Spider Man 3
Activision, releasing on almost everything, $39-$69.99.
The first blockbuster of the warm weather season (can we say summer yet?), Spider Man 3, hits movie theaters next Friday, and with it every gaming console and handheld except one, the Sony PSP, will get served a slice of Spidey next week.
Expect the storylines to be the same across all versions, but finding a strict adherence to the film is another story. While there will be movie characters such as the Sandman, the Green Goblin Jr., and that weird black goo that taps Parker's inner demons, there are a number of other plots in the game. All told, gamers will play through 10 unique stories.
The big difference between game systems is, of course, the controls.

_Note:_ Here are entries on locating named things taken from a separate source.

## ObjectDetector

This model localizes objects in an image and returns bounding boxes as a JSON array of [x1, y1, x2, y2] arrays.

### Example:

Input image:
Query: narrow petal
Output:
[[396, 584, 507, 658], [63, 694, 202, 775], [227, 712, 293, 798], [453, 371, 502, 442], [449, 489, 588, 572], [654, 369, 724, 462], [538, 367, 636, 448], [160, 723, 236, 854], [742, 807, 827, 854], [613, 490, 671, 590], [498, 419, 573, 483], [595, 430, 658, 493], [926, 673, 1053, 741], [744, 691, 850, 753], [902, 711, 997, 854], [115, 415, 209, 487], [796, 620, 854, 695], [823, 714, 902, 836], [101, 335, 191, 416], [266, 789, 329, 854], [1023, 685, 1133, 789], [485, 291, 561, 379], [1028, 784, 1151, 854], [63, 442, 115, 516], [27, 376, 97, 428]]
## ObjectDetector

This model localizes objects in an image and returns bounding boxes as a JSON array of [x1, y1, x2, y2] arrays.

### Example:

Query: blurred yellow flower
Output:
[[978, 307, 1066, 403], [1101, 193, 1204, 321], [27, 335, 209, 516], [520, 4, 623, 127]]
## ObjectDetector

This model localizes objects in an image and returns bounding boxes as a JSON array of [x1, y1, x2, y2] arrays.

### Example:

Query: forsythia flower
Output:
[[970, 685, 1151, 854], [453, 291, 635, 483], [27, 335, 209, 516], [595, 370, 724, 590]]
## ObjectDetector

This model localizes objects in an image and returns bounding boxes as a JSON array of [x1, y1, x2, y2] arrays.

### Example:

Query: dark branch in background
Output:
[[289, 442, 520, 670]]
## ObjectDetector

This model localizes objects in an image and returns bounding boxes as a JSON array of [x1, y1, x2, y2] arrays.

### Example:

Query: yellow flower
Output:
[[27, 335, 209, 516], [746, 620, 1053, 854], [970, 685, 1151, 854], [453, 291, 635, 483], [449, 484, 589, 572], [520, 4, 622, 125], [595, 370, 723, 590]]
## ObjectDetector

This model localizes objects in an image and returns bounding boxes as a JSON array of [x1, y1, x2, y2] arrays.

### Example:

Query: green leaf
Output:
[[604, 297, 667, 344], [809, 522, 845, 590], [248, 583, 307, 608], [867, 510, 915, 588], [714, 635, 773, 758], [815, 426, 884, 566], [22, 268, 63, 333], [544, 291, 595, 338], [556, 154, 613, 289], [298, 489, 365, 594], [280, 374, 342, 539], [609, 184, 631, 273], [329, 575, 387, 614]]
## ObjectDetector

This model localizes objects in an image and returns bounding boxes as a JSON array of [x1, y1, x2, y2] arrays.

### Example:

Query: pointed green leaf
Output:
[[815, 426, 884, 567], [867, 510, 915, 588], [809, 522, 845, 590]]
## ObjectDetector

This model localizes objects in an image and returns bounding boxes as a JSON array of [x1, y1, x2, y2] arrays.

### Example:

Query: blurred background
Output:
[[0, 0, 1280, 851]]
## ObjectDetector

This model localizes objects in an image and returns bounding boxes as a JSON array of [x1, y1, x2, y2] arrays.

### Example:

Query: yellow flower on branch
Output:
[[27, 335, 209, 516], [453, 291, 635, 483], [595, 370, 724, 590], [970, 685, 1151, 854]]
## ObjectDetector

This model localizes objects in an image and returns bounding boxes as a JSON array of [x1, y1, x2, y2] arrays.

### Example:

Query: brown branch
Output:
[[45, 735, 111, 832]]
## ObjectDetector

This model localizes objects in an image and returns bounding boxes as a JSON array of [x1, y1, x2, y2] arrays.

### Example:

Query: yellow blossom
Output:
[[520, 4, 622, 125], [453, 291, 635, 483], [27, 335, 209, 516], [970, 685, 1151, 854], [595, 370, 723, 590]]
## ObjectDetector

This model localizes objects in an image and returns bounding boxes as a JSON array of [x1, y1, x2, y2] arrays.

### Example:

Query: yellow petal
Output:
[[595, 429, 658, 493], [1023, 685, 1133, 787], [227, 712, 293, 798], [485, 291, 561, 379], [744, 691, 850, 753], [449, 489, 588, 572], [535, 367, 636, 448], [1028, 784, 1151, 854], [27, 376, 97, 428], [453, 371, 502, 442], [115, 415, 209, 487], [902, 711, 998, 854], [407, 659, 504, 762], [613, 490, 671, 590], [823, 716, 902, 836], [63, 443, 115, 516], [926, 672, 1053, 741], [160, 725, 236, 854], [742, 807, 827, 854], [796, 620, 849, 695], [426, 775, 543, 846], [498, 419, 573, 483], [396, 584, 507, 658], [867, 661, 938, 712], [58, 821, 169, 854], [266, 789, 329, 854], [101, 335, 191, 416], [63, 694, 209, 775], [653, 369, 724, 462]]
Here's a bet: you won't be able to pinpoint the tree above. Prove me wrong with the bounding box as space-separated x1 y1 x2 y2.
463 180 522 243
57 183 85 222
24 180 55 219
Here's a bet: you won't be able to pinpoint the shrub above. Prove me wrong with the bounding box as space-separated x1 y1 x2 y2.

The Wii finds gamers getting a physical workout once again with fighting and Web-slinging requiring quick and accurate flicks of the Wii Remote and Nunchuk. The jury is still out on this particular scheme as the learning curve will be a little steeper than expected.
The Nintendo DS uses the touch screen for every action in the game except movement. Quick slashing motions on the screen will produce the desired beatdown, and the ability to link combos consists of taps all over the screen. I can't think of another game that puts the DS screens through more work. Let's hope they hold up.
The Playstation 3 version promises an extra playable level as the Green Goblin (with Sixaxis control) and some behind-the-scenes stuff with voice-overs done by Bruce Campbell.
Rumors of a vastly inferior product for the Xbox 360 - fears because Spidey is a film from competitor Sony - are unfounded as the PS3 and 360 version look pretty much the same and that Green Goblin level should be on Xbox Live in the near future.
ArmA: Combat Operations
Atari, PC, $39.99.
There was a time when this game's publishing was in doubt, but finally, after a six-year wait, legions of PC gamers can rejoice. Many consider this the real sequel of the 2001 title, Operation Flashpoint. The developer, Bohemia Interactive, had produced a first-person-shooter that crushed every other game in the genre. Its scale (battlefields were set across many kilometers), and a modding community that has produced hundreds of units for the game, made it one of the most flexible PC games ever. When BI and publisher Codemasters (who are coming out with OFP2 in 2008) parted ways, things looked grim. Thanks to Atari, we get a game that, well, is just crazy. Battlefields now measure around 400 kilometers with plenty of tanks, planes, copters, trucks, and a couple of other ways to get around. Like the first game, there are AI teammates to fight along these fronts with you (plus 100 or more real grunts if you so choose), and they are a little smarter this time.
One thing that must be said is this game, like OFP, isn't the best-looking on the market, but it looks better than most. That has never been its strong point, however. Accurate weapons, huge battlefields, and a community that will contribute as much as it can to the game are what it has been about.
Brain Buster Puzzle Pak
Agetec Inc., Nintendo DS, $29.99
This isn't like Brain Age or any of those other games advertising a quick mental workout. Brain Buster may just do as the title says. A furiously addictive series of puzzles is based around five types: Sudoku (which everyone should be familiar with by now), Light Up, Slitherlink, Kakuro, and Nurikabe.
The other four are variations on the Sudoku logic, but with certain twists that might have given Einstein a run. I haven't even mentioned the onscreen noise (asteroids, UFOs, etc.) floating across the screen in order to break your concentration.
It should be mentioned here that this game was coproduced by Nikoli, publisher of Japanese paper puzzlers. In fact, the company was the first to publish the Sudoko game in 1984.
Chances that you will run through this title are next to nil as there are over 500 puzzles in the game with each one being created by hand, not by some computer program. That gives the title a much more organic feel than some other computer puzzlers and results in complicated but not impossible games.